Eye of the Needle - Ken Follett [91]
“You were far away,” she said with a smile.
“Memories,” he said. “This talk of love…”
“I shouldn’t burden you.”
“You’re not.”
“Good memories?”
“Very good. And yours? You were thinking too.”
She smiled again. “I was in the future, not the past.”
“What do you see there?”
She seemed about to answer, then changed her mind. It happened twice. There were signs of tension about her eyes.
“I see you finding another man,” Faber said. As he spoke he was thinking, Why am I doing this? “He is a weaker man than David, and less handsome, but it’s at least partly for his weakness that you love him. He’s clever, but not rich; compassionate without being sentimental; tender, loving—”
The brandy glass in her hand shattered under the pressure of her grip. The fragments fell into her lap and onto the carpet, and she ignored them. Faber crossed to her chair and knelt in front of her. Her thumb was bleeding. He took her hand.
“You’ve hurt yourself.”
She looked at him. She was crying.
“I’m sorry,” he said.
The cut was superficial. She took a handkerchief from her trousers pocket and staunched the blood. Faber released her hand and began to pick up the pieces of broken glass, wishing he had kissed her when he’d had the chance. He put the shards on the mantel.
“I didn’t mean to upset you,” he said. (Didn’t he?)
She took away the handkerchief and looked at her thumb. It was still bleeding. (Yes, you did. And, God knows, you have.)
“A bandage,” he suggested.
“In the kitchen.”
He found a roll of bandage, a pair of scissors, and a safety pin. He filled a small bowl with hot water and returned to the living room.
In his absence she had somehow obliterated the evidence of tears on her face. She sat passively, limp, while he bathed her thumb in the hot water, dried it, and put a small strip of bandage over the cut. She looked all the time at his face, not at his hands; but her expression was unreadable.
He finished the job and stood back abruptly. This was silly: he had taken the thing too far. Time to disengage. “I think I’d better go to bed,” he said.
She nodded.
“I’m sorry—”
“Stop apologizing,” she told him. “It doesn’t suit you.”
Her tone was harsh. He guessed that she, too, felt the thing had got out of hand.
“Are you staying up?” he asked.
She shook her head.
“Well…” He followed her through the hall and up the stairs, and he watched her climb, her hips moving gently.
At the top of the stairs, on the tiny landing, she turned and said in a low voice, “Good night.”
“Good night, Lucy.”
She looked at him for a moment. He reached for her hand, but she turned quickly away, entering her bedroom and closing the door without a backward look, leaving him standing there, wondering what was in her mind and—more to the point—what was really in his.
22
BLOGGS DROVE DANGEROUSLY FAST THROUGH THE night in a commandeered Sunbeam Talbot with a souped-up engine. The hilly, winding Scottish roads were slick with rain and, in a few low places, two or three inches deep in water. The rain drove across the windshield in sheets. On the more exposed hilltops the gale-force winds threatened to blow the car off the road and into the soggy turf alongside. For mile after mile, Bloggs sat forward in the seat, peering through the small area of glass that was cleared by the wiper, straining his eyes to make out the shape of the road in front as the headlights battled with the obscuring rain. Just north of Edinburgh he ran over three rabbits, feeling the sickening bump as the tires squashed their small bodies. He did not slow the car, but for a while afterward he wondered whether rabbits normally came out at night.

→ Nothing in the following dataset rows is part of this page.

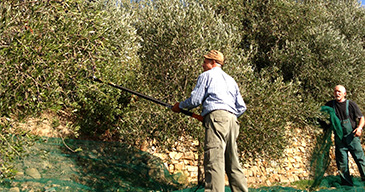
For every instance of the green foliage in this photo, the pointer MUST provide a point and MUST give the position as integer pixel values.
(175, 36)
(49, 51)
(12, 147)
(285, 55)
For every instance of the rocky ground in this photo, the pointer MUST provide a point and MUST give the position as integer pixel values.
(184, 160)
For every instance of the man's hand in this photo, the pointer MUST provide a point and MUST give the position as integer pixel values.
(357, 132)
(176, 108)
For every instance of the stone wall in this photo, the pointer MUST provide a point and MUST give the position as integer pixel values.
(293, 166)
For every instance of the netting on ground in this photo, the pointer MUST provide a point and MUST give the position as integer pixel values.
(50, 165)
(98, 166)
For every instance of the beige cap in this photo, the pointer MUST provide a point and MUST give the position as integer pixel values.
(215, 55)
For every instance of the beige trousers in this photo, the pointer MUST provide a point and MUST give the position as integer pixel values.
(220, 153)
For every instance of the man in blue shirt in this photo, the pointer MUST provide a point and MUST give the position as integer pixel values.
(222, 104)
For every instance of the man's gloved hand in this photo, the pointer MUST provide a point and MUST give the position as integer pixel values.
(176, 108)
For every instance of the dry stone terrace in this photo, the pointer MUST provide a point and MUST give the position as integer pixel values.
(293, 166)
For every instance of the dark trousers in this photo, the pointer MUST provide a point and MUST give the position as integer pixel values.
(353, 145)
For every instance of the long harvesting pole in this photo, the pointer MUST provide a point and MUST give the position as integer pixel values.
(185, 112)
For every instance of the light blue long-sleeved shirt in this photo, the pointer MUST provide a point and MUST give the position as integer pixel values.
(216, 90)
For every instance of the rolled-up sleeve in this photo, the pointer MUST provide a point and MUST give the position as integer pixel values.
(197, 95)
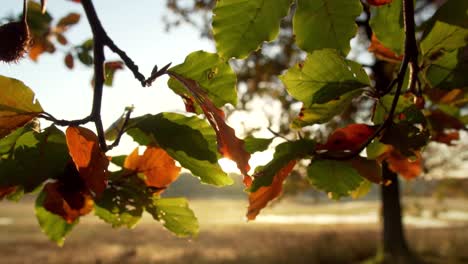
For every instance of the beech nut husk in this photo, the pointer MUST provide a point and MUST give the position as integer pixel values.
(15, 41)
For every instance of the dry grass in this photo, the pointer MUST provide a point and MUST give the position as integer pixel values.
(220, 241)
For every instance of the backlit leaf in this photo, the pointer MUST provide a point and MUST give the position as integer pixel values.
(362, 190)
(70, 205)
(158, 167)
(5, 191)
(229, 145)
(447, 29)
(323, 24)
(382, 52)
(259, 198)
(90, 161)
(239, 27)
(284, 154)
(324, 76)
(350, 138)
(175, 215)
(379, 2)
(18, 105)
(122, 203)
(368, 169)
(449, 71)
(408, 167)
(322, 113)
(338, 178)
(253, 144)
(68, 20)
(35, 157)
(189, 140)
(387, 25)
(54, 226)
(213, 75)
(110, 68)
(444, 37)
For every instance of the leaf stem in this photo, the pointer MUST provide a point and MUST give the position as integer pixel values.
(410, 59)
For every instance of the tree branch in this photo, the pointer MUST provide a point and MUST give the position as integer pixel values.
(410, 59)
(122, 129)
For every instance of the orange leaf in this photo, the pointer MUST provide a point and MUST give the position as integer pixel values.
(89, 160)
(406, 167)
(382, 52)
(259, 199)
(229, 145)
(350, 137)
(158, 167)
(379, 2)
(68, 204)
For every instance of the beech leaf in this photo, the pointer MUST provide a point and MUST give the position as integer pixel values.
(378, 2)
(263, 195)
(70, 205)
(18, 105)
(90, 161)
(175, 214)
(338, 178)
(240, 27)
(54, 226)
(229, 145)
(158, 167)
(323, 24)
(350, 138)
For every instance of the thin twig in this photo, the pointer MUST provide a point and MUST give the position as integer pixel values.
(121, 130)
(99, 79)
(127, 60)
(62, 122)
(410, 59)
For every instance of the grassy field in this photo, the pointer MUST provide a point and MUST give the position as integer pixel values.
(225, 237)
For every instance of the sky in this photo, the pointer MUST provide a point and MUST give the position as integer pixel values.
(139, 30)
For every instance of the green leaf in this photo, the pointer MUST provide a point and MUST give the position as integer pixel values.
(405, 137)
(444, 37)
(387, 25)
(375, 149)
(337, 178)
(284, 153)
(122, 205)
(253, 144)
(110, 68)
(69, 20)
(322, 113)
(324, 76)
(189, 140)
(448, 71)
(384, 105)
(36, 158)
(363, 189)
(239, 27)
(211, 73)
(17, 105)
(8, 143)
(175, 215)
(38, 22)
(119, 160)
(54, 226)
(323, 24)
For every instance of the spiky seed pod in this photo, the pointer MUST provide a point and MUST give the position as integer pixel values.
(15, 41)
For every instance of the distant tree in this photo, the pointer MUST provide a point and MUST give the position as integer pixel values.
(416, 91)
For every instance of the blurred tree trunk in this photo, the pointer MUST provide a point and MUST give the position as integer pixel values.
(394, 245)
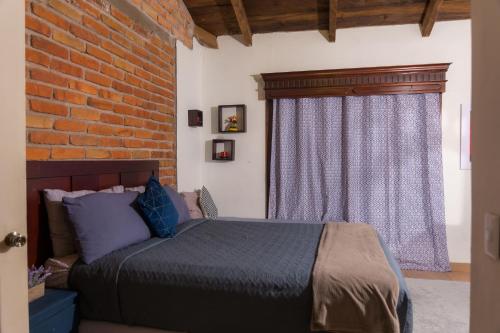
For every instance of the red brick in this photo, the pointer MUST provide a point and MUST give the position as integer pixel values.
(143, 74)
(111, 119)
(67, 153)
(112, 72)
(70, 97)
(49, 47)
(41, 11)
(68, 40)
(124, 88)
(37, 121)
(142, 94)
(48, 138)
(48, 107)
(132, 143)
(151, 144)
(36, 25)
(100, 103)
(135, 122)
(98, 79)
(133, 80)
(125, 109)
(83, 140)
(117, 14)
(36, 89)
(84, 34)
(121, 154)
(143, 134)
(89, 9)
(109, 95)
(65, 9)
(97, 154)
(66, 68)
(123, 132)
(96, 26)
(120, 40)
(85, 114)
(100, 129)
(113, 24)
(68, 125)
(37, 154)
(83, 87)
(141, 154)
(110, 142)
(99, 54)
(37, 57)
(80, 59)
(131, 100)
(151, 125)
(111, 47)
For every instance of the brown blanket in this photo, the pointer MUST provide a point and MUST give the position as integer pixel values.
(354, 288)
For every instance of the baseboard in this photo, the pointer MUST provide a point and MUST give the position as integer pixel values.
(460, 267)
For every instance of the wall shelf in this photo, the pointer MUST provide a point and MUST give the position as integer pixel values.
(238, 113)
(195, 118)
(223, 150)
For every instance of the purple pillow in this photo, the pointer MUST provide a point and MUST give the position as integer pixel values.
(105, 222)
(179, 203)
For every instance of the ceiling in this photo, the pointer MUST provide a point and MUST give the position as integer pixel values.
(218, 16)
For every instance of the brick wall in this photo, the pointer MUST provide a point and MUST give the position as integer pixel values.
(100, 85)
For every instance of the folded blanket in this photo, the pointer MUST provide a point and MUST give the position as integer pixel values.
(354, 288)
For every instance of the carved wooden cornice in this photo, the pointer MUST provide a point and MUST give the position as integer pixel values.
(414, 79)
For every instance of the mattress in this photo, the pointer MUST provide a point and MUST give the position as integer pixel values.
(214, 276)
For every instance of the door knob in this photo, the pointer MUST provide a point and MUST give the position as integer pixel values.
(15, 239)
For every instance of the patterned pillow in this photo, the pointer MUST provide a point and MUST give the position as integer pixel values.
(192, 199)
(207, 204)
(158, 210)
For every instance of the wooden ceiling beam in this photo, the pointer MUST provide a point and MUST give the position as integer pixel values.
(332, 23)
(430, 16)
(241, 16)
(205, 38)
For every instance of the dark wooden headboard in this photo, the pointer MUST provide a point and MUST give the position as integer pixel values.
(73, 176)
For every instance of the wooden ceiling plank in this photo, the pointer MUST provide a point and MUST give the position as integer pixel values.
(332, 25)
(205, 38)
(430, 16)
(241, 16)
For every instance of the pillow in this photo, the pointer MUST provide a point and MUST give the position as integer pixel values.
(158, 209)
(61, 233)
(207, 204)
(179, 203)
(191, 199)
(139, 189)
(105, 222)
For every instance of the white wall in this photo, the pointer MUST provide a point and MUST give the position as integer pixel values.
(189, 139)
(229, 77)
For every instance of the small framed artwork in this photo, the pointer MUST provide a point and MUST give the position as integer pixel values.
(222, 150)
(465, 138)
(232, 118)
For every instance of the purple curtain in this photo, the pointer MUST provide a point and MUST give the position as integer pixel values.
(373, 159)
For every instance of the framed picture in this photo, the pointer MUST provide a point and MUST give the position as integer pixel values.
(465, 138)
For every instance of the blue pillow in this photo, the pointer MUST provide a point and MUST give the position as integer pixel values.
(179, 203)
(158, 209)
(105, 222)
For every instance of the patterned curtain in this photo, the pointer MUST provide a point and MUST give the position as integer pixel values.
(373, 159)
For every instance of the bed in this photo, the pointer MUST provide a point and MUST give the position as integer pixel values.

The strain gave him a headache, and his sitting position made his back hurt. He also felt hungry. He opened the window for a cold breeze to keep him awake, but so much water came in that he was immediately forced to close it again. He thought about Die Nadel, or Faber or whatever he was calling himself now: a smiling young man in running shorts, holding a trophy. Well, so far Faber was winning this race.